Start by patting your steaks dry with paper towels. This helps them develop a great crust during cooking. Season both sides generously with kosher salt, cracked black pepper, or your favorite steak seasoning. Let the steaks rest while you prepare the parmesan crust mixture.
In a small mixing bowl, combine freshly grated parmesan, mayonnaise, minced garlic, dried basil, and black pepper. Stir until it forms a thick, creamy paste. This cheesy topping is the star of the dish, so feel free to adjust the garlic or basil to suit your taste.

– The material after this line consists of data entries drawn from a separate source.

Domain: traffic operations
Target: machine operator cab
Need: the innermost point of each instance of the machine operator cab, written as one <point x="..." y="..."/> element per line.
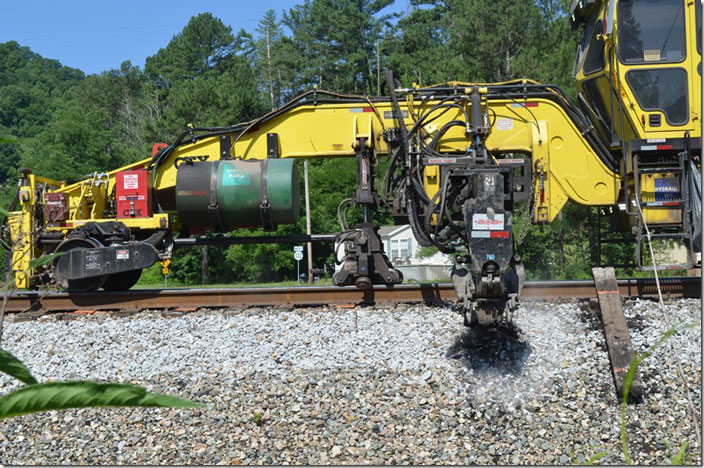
<point x="638" y="73"/>
<point x="649" y="53"/>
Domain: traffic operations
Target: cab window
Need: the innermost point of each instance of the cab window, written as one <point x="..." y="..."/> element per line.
<point x="593" y="96"/>
<point x="651" y="31"/>
<point x="584" y="43"/>
<point x="662" y="89"/>
<point x="595" y="55"/>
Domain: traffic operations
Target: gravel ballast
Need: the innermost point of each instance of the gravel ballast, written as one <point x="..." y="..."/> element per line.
<point x="357" y="386"/>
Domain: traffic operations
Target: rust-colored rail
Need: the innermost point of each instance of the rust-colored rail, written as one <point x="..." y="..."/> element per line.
<point x="307" y="296"/>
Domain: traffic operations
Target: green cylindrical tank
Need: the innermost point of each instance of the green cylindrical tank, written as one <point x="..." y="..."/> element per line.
<point x="236" y="194"/>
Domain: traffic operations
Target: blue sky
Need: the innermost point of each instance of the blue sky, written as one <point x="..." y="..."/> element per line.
<point x="98" y="35"/>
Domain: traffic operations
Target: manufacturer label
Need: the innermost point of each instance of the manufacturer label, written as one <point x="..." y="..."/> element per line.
<point x="667" y="188"/>
<point x="388" y="115"/>
<point x="482" y="222"/>
<point x="130" y="182"/>
<point x="504" y="124"/>
<point x="232" y="177"/>
<point x="652" y="55"/>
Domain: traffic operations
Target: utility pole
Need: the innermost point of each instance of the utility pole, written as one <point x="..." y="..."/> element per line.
<point x="378" y="70"/>
<point x="310" y="244"/>
<point x="268" y="63"/>
<point x="203" y="264"/>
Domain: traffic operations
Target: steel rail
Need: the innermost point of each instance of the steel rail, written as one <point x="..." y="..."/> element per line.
<point x="327" y="295"/>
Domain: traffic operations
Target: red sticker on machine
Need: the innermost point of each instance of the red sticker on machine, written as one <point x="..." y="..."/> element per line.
<point x="481" y="221"/>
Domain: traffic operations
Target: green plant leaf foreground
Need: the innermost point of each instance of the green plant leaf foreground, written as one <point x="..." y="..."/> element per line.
<point x="44" y="259"/>
<point x="630" y="375"/>
<point x="83" y="394"/>
<point x="12" y="366"/>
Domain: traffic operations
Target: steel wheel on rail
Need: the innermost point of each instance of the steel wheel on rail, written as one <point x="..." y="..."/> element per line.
<point x="76" y="285"/>
<point x="122" y="281"/>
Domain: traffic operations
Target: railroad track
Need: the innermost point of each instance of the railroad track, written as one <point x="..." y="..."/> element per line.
<point x="308" y="296"/>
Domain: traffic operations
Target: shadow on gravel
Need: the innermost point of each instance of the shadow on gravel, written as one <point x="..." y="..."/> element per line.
<point x="491" y="349"/>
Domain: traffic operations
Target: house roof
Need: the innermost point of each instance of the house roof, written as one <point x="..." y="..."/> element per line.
<point x="392" y="230"/>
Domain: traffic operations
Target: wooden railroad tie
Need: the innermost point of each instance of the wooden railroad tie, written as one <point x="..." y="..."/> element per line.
<point x="618" y="340"/>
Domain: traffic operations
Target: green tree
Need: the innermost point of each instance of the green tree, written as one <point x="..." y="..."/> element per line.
<point x="333" y="44"/>
<point x="421" y="51"/>
<point x="270" y="71"/>
<point x="31" y="89"/>
<point x="205" y="43"/>
<point x="97" y="128"/>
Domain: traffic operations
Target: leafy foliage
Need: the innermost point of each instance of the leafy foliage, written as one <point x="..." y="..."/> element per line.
<point x="82" y="394"/>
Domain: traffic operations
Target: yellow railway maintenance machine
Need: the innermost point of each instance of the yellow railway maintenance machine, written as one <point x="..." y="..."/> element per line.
<point x="457" y="159"/>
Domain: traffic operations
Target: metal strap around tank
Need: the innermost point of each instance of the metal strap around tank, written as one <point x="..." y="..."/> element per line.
<point x="214" y="207"/>
<point x="265" y="206"/>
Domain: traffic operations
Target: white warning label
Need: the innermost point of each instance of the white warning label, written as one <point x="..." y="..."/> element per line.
<point x="130" y="182"/>
<point x="504" y="124"/>
<point x="482" y="222"/>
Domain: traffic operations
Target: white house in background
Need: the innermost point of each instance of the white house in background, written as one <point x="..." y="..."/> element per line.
<point x="402" y="249"/>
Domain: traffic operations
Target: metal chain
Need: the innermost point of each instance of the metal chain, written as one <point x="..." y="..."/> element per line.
<point x="523" y="232"/>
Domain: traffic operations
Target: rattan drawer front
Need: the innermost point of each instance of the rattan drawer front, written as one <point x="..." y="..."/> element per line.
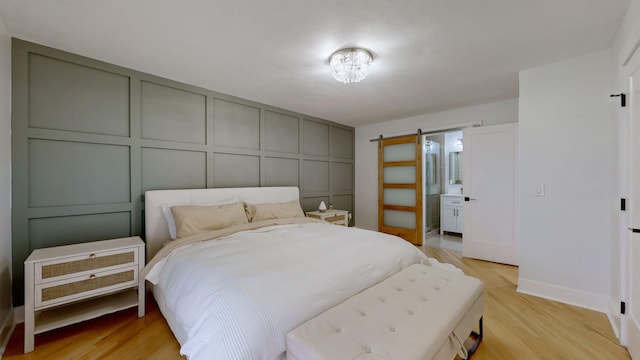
<point x="335" y="218"/>
<point x="86" y="263"/>
<point x="65" y="291"/>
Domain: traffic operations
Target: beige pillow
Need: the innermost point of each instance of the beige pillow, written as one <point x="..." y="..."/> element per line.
<point x="258" y="212"/>
<point x="195" y="219"/>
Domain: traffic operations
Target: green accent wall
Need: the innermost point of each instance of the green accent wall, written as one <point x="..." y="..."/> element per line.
<point x="89" y="138"/>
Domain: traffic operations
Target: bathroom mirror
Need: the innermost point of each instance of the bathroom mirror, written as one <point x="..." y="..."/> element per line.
<point x="455" y="167"/>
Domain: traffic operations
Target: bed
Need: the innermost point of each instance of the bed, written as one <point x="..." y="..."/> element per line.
<point x="238" y="295"/>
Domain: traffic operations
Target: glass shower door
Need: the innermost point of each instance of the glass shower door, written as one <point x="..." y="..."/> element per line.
<point x="400" y="188"/>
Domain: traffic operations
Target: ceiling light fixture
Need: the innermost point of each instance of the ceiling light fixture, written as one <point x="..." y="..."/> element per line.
<point x="350" y="65"/>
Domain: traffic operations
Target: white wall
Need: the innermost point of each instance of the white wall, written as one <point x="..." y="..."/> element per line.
<point x="5" y="180"/>
<point x="568" y="141"/>
<point x="366" y="202"/>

Preheat your smoker or oven to 225°F. Place the seasoned steaks on a wire rack set over a baking sheet or directly onto your smoker’s grates. Slowly cook the steaks until the internal temperature is about 10°F below your desired doneness. This method ensures a tender, evenly cooked steak.
Preheat your broiler on high and heat a cast iron skillet on the top oven rack. Remove the steaks from the oven or smoker, generously spread the parmesan mixture over the top of each steak, and transfer them to the hot skillet. Broil for 2–3 minutes until the topping is golden, bubbly, and crisp. Keep a close eye to avoid burning.
Remove the steaks from the skillet and let them rest for 5–10 minutes. This locks in the juices for a perfect bite. Slice and serve with your favorite sides. You’ve just created a masterpiece!